I'm not suggesting the action in our books should move at a snail's pace. That may be "safe", but it's boring. If we were only creeping along at 5 MPH, the ride in that Chevy would've been much safer, but it wouldn't have been nearly as much fun. Who wants to creep down the road, or watch grass grow, or read a book where nothing ever happens? And if you're barely moving, who notices or worries about a stop?





                         On the other hand, we can't be flying at 100 MPH all the time, either.

Adrenaline-pumping, high speed action is thrilling, but it can also be exhausting for a reader, and the longer it goes on, the less effective it becomes. If you give your readers nothing but superlatives, they quickly lose their meaning and punch.

Like so many other things in life, what we need in our writing is balance. Lull the reader with the slow parts, and then smack the crap out of him with a surprising burst of speed.

Sound familiar?


                                                     Oh, yeah. Like a roller coaster ride.

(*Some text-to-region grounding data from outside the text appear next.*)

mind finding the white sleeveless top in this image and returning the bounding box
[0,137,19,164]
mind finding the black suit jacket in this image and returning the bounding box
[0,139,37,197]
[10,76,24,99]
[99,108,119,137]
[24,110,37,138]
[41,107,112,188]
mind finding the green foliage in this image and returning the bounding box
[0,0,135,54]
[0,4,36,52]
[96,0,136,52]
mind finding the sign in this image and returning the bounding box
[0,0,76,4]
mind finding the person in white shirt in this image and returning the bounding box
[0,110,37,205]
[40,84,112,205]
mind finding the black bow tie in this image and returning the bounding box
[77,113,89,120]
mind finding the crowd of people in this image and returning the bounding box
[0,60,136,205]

As an ideal, I think a book should vary its pace and carry its readers through a lot of ups, downs, and surprising turns. I'm not a huge fan of roller coasters, but I do love to be surprised when I'm reading, don't you?.

That's the ideal. Does my first novel measure up to that? Honestly, no. Hot Flashes and Cold Lemonade is more like a pleasant Sunday drive with a few hairpin turns and dips in the road. (But my brakes eventually work!)

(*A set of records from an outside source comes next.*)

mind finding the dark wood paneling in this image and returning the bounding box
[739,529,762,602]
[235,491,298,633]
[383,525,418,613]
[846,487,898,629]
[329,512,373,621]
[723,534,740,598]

How about you? How would you describe the pace in the books you most enjoy? How about in the books you write? Is it the same, or different?

Oh, and by the way, if you're restoring an old car, please update the brakes. Safety trumps authenticity when you're barreling down the street.

And now (ta DA!) the Question of the Month: Win or not, do you usually finish your NaNo project? Have any of them gone on to be published?




Okay, how can I put this? I'm afraid when it comes to NaNo, my reaction has been strictly... NoNo. Not because I don't think it's a totally cool concept, and I have a lot of respect for the people who are disciplined enough to essentially write an entire book in a single month, but when it comes to writing, I'm content to crawl along in the slow lane. I mean, compared to those writers, I'm like a turtle waddling down the runway with airplanes taking off all around me. So a book in a month isn't likely to ever happen for me. To all you guys who are giving it a go this month, good luck to you! I'll stay in the right hand lane so y'all can fly on past.